For unbalanced Boolean functions (i.e., those not taking each value equally often), the maximum achievable CI order for nonconstant $f$ is $\leq 2n/3-1$ (Fon-Der-Flaass bound) (Fon-Der-Flaass, 2014, Krotov et al., 2018, Krotov, 2020). Functions attaining this bound correspond precisely to equitable 2-partitions of the hypercube with eigenvalue $-n/3$ for the quotient matrix. Specific divisibility conditions restrict the allowed weight distributions, ruling out entire infinite series of putative quotient matrices (Krotov et al., 2018).

Explicit constructions for $n=12$ and $t=7$ yield complete classifications for functions of weights 1024, 1536, and 1792, corresponding to simple OA $(M,12,2,7)$ with $M$ as above. The number of equivalence classes is determined (e.g., there are 103 classes with weight 1536) and links to combinatorial properties such as cycle decompositions of the induced subgraphs in the cube (Krotov, 2020).

4.3. Enumeration and Asymptotic Lower Bounds

Potapov established a super-exponential lower bound on the number of balanced CI functions of median order: for $n$ even, the number $r(n,n/2)$ satisfies $r(n,n/2) \ge n^{2^{(n/2)-2}(1+o(1))}$ (Potapov, 2019). This result demonstrates the abundance—and hence cryptographic utility—of high-order resilient Boolean functions even at maximal feasible orders.

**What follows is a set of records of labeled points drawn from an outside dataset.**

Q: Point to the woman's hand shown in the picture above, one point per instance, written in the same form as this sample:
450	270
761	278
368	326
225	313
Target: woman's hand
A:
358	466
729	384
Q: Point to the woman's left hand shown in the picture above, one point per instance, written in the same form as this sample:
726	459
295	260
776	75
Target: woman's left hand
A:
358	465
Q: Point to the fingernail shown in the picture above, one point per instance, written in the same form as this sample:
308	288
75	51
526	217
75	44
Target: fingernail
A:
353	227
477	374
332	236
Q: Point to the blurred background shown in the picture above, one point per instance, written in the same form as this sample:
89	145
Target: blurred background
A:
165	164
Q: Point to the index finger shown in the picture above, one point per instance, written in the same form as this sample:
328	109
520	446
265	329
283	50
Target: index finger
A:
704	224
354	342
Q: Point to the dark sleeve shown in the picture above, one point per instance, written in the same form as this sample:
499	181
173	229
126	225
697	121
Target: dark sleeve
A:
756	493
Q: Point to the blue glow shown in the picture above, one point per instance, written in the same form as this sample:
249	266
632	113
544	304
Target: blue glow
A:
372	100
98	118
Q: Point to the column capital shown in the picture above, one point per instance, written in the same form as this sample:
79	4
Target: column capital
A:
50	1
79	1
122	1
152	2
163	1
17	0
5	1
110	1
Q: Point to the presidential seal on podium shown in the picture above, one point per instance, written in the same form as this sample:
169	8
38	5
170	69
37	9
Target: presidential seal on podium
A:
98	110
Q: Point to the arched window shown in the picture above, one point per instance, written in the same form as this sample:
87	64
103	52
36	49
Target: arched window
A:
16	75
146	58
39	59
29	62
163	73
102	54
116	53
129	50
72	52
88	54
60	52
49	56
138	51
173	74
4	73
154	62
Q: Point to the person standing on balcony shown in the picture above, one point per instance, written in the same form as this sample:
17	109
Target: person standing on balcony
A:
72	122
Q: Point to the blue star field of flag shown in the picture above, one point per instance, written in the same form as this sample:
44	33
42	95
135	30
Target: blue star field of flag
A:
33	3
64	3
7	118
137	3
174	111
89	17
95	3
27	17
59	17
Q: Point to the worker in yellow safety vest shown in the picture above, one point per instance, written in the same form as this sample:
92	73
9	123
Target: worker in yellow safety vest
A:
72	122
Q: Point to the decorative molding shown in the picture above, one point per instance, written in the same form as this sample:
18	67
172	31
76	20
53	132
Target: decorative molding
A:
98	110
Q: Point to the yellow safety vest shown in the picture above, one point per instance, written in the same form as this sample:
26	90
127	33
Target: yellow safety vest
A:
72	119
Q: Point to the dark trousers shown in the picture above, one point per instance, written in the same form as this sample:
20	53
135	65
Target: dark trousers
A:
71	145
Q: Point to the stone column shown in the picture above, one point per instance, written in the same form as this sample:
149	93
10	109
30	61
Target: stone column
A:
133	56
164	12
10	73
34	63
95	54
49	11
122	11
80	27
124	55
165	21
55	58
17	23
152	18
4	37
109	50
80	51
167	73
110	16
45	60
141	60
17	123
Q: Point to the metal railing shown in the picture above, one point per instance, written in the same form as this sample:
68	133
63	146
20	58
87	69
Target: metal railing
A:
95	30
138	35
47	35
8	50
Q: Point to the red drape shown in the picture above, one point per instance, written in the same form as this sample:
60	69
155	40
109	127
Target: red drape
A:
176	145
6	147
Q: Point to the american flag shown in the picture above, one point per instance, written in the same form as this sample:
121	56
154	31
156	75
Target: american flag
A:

5. Applications and Cryptographic Implications

Correlation-immune Boolean functions are vital in resistant system design, including stream ciphers, S-boxes, masking countermeasures, and side-channel attack prevention. CI functions guarantee that no subset (up to a given order) of input bits provides any statistical leakage about the output, thwarting correlation and divide-and-conquer attacks (Wang et al., 2019, Mariot et al., 2022).

In practical design, the cryptographic objective is to maximize CI order, nonlinearity, and algebraic immunity simultaneously, subject to explicit complexity constraints. The algebraic and spectral trade-offs established in recent constructions (Sarkar, 2 Oct 2025) demonstrate that these properties can be efficiently combined in hardware-compatible designs.

6. Open Problems and Future Directions

Several structural and enumerative aspects of correlation-immune Boolean functions remain open. Notably, the characterization and construction of functions saturating multiple bounds simultaneously (e.g., maximal correlation immunity and optimal algebraic immunity) in the unbalanced setting, classification of non-simple orthogonal arrays for higher strengths, and the extension of spectral characterizations to more general domains are active areas of research (Krotov et al., 2018, Krotov, 2020). Further exploration of MOCA-based, de Bruijn-graph, and group-theoretic constructions promises new families of extremal CI functions (Mariot et al., 2022). Understanding the asymptotic enumeration and the combinatorial structure of these objects is likely to yield new insights in both cryptography and combinatorial design theory.